Facing dementia

Mar 3rd, 2010 | By | Category: Ministry

Pat visited us when we moved to Dublin.  Always fit and with a love of walking, she set off one day for the beach.  Coming back, the streets were unfamiliar and she missed our gateway and went to the wrong door.  It was the following Christmas before she was due to come and stay again.  A couple of days before the train journey south, she phoned to excuse herself; she wasn’t feeling well.

In the months that followed, there were a number of alarming moments.  Unable to find her car, she had gone to the police station to report it missing; the police had found it, in a different car park.  Her solicitor had met her in a light summer dress, walking the promenade on a biting winter’s day.  She had stopped going to the corner shop after the girl at the till had suggested to her that she had bought the same things earlier in the day. She had phoned the mechanic who looked after her car because it would not move; she had tried to turn it around inside her garage and had wedged it diagonally against the walls.

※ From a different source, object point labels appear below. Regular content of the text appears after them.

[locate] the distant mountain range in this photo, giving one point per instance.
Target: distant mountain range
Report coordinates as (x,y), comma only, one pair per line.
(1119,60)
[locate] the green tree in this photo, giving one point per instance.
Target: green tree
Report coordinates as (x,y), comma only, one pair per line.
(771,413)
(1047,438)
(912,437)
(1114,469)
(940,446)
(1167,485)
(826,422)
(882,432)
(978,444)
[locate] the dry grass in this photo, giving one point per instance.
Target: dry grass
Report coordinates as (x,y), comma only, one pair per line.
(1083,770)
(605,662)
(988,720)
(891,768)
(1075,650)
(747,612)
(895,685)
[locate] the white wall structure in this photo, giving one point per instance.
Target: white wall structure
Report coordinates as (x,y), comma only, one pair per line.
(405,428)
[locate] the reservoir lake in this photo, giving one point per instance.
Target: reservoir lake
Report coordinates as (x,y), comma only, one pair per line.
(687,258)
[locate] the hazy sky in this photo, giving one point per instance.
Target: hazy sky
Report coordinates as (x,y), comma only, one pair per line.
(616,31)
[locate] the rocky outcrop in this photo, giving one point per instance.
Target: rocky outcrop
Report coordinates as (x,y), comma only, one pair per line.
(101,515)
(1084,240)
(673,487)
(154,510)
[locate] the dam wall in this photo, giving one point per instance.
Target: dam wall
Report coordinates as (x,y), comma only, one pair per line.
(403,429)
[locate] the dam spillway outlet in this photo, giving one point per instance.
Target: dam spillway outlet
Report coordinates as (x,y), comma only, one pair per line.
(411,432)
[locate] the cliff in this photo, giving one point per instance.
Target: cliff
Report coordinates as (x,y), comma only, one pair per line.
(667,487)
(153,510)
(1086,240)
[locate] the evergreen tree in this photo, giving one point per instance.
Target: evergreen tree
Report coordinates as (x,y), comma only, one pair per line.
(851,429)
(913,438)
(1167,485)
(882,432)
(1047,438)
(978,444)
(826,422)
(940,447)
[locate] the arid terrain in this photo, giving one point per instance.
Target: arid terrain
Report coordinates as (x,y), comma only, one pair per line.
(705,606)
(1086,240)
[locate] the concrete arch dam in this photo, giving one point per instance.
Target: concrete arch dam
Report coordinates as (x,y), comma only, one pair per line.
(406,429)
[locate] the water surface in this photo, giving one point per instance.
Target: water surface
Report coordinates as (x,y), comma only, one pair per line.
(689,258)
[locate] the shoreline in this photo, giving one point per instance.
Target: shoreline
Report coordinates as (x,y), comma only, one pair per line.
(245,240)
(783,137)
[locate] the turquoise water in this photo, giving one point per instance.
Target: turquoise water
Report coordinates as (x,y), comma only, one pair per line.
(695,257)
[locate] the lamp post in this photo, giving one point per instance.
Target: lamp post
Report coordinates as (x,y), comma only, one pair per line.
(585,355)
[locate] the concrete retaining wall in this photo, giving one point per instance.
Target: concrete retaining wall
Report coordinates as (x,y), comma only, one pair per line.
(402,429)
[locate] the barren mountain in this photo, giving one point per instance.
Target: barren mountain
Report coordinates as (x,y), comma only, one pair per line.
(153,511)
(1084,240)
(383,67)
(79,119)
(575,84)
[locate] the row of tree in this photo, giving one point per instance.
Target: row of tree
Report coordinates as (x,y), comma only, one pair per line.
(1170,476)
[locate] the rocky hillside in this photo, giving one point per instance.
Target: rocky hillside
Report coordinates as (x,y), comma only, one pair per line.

Phoning Pat’s doctor, we were told that we were being alarmist and that Pat was just a little forgetful.  Pat maintained she was well and would be down for Christmas. When Christmas Eve came, she again excused herself.

Further calls to the doctor prompted assurance he would keep an eye on her.  It was to be of no consequence, she fell down the stairs and broke her back and was crippled for the remaining years of her life.

The confusion seemed to arrive like a wave, sweeping all before it.  In hospital in Belfast, a lifelong Unionist, she instructed visitors not to sit in a particular chair as the Pope was coming.  She developed a story that she had broken her ankle and would be in hospital for ten days, but would be out and about again soon – a story that she repeated for the rest of her life.

There was no option other than nursing home care, Pat required specialized lifting.  The decision she should go into a beautiful home a few hundred yards from the house where she had lived brought the ire of her friends.  There was nothing wrong with her, they insisted.  She just needed time to build up her strength.  They brought books from the library that she never opened and writing paper that never bore a single word.  It was wrong that she should be in a nursing home, they said, she still got her Daily Telegraph each day.  She did, it was as pristine in the evening, as when it had been delivered in the morning.

Their seemed a conspiracy of denial amongst her friends.  When they saw that Pat was capable of neither reading nor writing, and would never return to her house, they stopped visiting altogether.

Perhaps it is the old stigma, perhaps people still have odd notions that being confused is somehow something embarrassing, something about which not to talk.  Who are they protecting?

Visiting a lady who has steadily deteriorated over recent years, another visitor was there.  Each time the lady spoke, her visitor cut across her, “What are you talking about?  What are you trying to say?”  The poor lady became visibly distressed at the challenges, hitting the arm of her chair in a muddled frustration.

Confusion, dementia, Alzheimer’s, are amongst the most common of illnesses, yet to admit someone was suffering is treated almost as some sort of moral failure.  Caring for Pat was made considerably more difficult by those who refused to recognize the truth; there must be many, many people who have had similar experiences.

Leave a comment »

  1. […] Facing dementia – For the fainthearted . . . […]

  2. Ian

    What you say is very true of our parents generation but I think things are changing today.

    I’ve never felt any need to hide the fact that both of my parents suffer from confusion and dementia but I’ve noticed that some of their own friends are in denial about my parent’s situation.

    The denial used to work in reverse also while my parents were still capable of holding a conversation.

    Nowadays, I find a smile and a hug works wonders 🙂

  3. I think you’re probably right, Steph. I think the pattern of clerical visiting probably means I see people and their contemporaries rather than younger family members.

  4. If it wasn’t so sad, it would be funny. Perhaps her ‘friends’ were in denial because they didn’t like watching her deteriorate, signs of what could happen to them as they age. It’s a frightening thing watching your friends lose their faculties.

  5. I just think it was the perception that her illness had some sort of stigma. Talking about it as an illness caused by chemical processes in the brain helps break down the images.